Bağışıklığı güçlendiriyor  

Bir bakterinin probiyotik etkisinden bahsedilebilmesi için aranan ilk özellik, bağırsağa kadar canlı olarak ulaşabilmesi.  Midedeki güçlü asitlere ve safra tuzlarına dayanıklı olup, bağırsak iç zarına yerleşip burada koloni oluşturabilmeli. Probiyotikler geçici kolonizasyona neden oldukları için her gün düzenli olarak alınmalı.  

İşte faydaları  

Probiyotik terimi, ilk kez 1953 yılında tıp literatürüne girdi. Probiyotikler günümüzde birçok hastalıktan korunmada ve tedavide kullanılır:  

* Enfeksiyon, besin zehirlenmesi veya antibiyotik kullanımı nedeniyle oluşan ishal tedavisinde,

* İdrar yolu enfeksiyonlarında,

* Maya enfeksiyonunun önlenmesi ve tedavisinde,

* İrritabl bağırsak sendromunda ve iltihabi bağırsak hastalıklarında,

* Egzamada,

* Mesane kanseri riskini azaltmada,

* Kolon kanserine karşı korunmada,

* Bağışıklık sistemin artırılmasında,

* Karaciğer hastalıklarında.

Sindirim sisteminde aksama yaşayan her birey, bu konuda oldukça sıkıntılıdır. Probiyotik besinlerin tüketimi, sindirim sıkıntılarını hafifletir ve bireylerin daha konforlu hissetmesini sağlar. Aynı zamanda vücut direncinin kırıldığı mevsim geçişlerinde ve özellikle sonbahar-kış aylarında bağışıklık sistemini güçlendirmek adına probiyotik içeren süt ürünlerinin yeterince tüketilmesi gerekir.
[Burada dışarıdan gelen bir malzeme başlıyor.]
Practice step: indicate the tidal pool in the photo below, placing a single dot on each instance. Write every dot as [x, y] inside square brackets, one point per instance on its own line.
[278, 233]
 Karbon-hidrat bakımından zengin gıdalar, rafine besinler, çeşitli toksinler ve antibiyotikler, bağırsak florasının bozulmasına neden olur.

Un ve şeker açısından fakir, sebze, meyve, et ve yumurta gibi doğal gıdalar bakımından zengin bir diyet, bağırsak florasının koruyuculuğunu artırır.

Diyete nasıl dahil edebilirsiniz?

Fermente edilmiş süt ürünlerinin sağlık üzerine yararlı etkisi olduğu, yüzyıllardır edinilen tecrübelerin sonucunda oluştu. Asya toplumları, fermente süt ürünlerini yüzlerce yıldır hem beslenmek hem de sağlıklı kalmak için kullanır. Yoğurt, kefir ve kımız fermente süt ürünleri arasında. Bunun dışında ev yapımı turşu, şalgam da bu gıdalar arasına dahil edilebilir.